Yellow carotenoids have distinct roles in subcellular organelles, functioning as accessory pigments in chloroplasts photosynthesis and are deposited in different ways in chromoplasts (Khoo et al., 2011; Tanaka, Sasaki & Ohmiya, 2008). The values of yellow carotenoids increased in plants that received the foliar application of A. mexicana extract compared to the other treatments evaluated (Fig. 7E). This coincides with the findings of Khan et al. (2019) that carotenoid content in carrot plants (Daucus carota L.) increased under biotic stress and with the application of Phyllanthus amarus Schumach. & Thonn plant extract. Botanical extracts induce the synthesis of critical enzymes in the mevalonic acid (MVA) and methylerythritol 4-phosphate (MEP) pathways, which are responsible for producing of yellow carotenoids. This biosynthesis is associated with the generation of precursors to plant hormones, such as abscisic acid and strigolactones, together with signaling molecules, such as β-cyclocitral, zaxinone, and ancorene, which influence the development of plants and their ability to resist stress caused by pathogens (Godlewska et al., 2019; Zheng, Giuliano & Al-Babili, 2020; Godlewska et al., 2020).

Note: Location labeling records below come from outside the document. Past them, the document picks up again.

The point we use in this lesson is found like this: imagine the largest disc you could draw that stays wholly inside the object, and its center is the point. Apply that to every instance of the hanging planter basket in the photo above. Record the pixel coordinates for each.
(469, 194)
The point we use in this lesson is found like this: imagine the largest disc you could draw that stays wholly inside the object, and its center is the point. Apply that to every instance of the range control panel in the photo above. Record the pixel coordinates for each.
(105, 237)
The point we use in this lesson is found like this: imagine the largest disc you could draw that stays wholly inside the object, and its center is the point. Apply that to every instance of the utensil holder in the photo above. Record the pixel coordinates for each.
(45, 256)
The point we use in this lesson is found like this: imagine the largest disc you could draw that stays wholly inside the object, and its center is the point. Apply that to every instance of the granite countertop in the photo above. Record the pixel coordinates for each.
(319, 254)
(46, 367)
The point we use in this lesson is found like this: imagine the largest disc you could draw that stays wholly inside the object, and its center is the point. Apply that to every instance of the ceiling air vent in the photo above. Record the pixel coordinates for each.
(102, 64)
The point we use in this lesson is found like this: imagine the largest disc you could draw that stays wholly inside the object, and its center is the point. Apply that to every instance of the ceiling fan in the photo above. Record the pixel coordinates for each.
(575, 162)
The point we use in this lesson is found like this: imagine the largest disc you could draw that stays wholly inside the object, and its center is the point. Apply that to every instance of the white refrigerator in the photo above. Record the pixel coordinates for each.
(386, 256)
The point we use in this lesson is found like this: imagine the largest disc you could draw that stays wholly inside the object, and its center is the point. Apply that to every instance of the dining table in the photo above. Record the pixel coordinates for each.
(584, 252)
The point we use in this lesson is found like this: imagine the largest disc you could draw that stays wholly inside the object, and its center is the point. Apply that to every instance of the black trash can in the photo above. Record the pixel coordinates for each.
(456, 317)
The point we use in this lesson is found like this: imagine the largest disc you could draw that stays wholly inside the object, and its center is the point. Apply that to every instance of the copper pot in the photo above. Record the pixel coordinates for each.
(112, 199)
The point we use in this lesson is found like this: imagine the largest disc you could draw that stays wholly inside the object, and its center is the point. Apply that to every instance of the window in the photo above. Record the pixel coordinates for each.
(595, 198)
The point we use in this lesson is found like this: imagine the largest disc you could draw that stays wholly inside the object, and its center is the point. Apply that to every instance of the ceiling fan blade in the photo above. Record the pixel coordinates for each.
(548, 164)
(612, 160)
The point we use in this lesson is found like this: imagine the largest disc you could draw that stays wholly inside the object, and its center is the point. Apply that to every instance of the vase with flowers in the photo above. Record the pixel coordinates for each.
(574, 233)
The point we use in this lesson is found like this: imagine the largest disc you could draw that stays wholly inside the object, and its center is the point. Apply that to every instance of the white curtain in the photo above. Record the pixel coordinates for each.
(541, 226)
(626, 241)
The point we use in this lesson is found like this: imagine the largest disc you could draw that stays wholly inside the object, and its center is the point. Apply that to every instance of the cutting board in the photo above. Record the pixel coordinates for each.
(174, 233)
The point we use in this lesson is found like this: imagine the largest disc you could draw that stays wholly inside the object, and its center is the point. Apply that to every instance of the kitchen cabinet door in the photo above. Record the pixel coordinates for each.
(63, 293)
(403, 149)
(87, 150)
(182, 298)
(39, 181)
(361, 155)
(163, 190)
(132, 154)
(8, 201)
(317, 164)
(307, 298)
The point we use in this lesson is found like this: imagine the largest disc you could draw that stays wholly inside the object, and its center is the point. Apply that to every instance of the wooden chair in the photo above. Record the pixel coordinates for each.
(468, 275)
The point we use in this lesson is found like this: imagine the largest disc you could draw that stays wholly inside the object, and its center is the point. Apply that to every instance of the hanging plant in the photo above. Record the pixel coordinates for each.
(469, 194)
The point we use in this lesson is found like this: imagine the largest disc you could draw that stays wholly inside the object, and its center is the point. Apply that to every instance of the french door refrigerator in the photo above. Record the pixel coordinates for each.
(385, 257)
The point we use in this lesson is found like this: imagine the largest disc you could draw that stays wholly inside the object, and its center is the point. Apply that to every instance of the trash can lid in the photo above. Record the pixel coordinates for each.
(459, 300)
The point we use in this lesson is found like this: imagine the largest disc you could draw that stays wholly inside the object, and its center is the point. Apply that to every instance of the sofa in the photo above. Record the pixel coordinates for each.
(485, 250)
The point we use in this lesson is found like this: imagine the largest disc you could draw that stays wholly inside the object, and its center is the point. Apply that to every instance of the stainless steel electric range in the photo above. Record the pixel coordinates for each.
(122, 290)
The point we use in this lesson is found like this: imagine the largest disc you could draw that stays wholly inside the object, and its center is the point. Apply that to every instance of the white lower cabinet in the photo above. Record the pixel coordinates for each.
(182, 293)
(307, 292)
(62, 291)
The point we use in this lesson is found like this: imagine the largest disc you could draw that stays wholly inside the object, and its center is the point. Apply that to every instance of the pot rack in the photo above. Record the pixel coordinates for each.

Proteins are important in plant metabolism and are involved in all the metabolic processes of plants (Sariñana-Aldaco et al., 2022). The protein content did not differ significantly between treatments. Still, it did decrease in tomato plants inoculated with P. infestans and increase in plants that received foliar sprays of A. mexicana extract (Fig. 7F). These results coincide with those of Ertani et al. (2016), who reported that the application of plant extracts from hawthorn, red grape skin, and blueberry increased protein content in corn plants (Zea mays L.) by 115%, on average. When crop stress increases, ROS generation increases, causing more significant oxidative stress, which can decrease the production of proteins (González-Moscoso et al., 2019), explaining the decrease in protein content observed in this study. Conversely, the increase in protein content seen in this study is related to the fact that biostimulants contain plant hormones, such as cytokinins, which reduce the mRNA and protein levels of proteases, preventing an increase in proteolytic activity (Veerasamy, He & Huang, 2007). Promoting the synthesis of cytokinins is beneficial for the crop, but it is vital to use the right type of biostimulant, the correct dose, and optimal application timing (Del Buono, Regni & Proietti, 2023).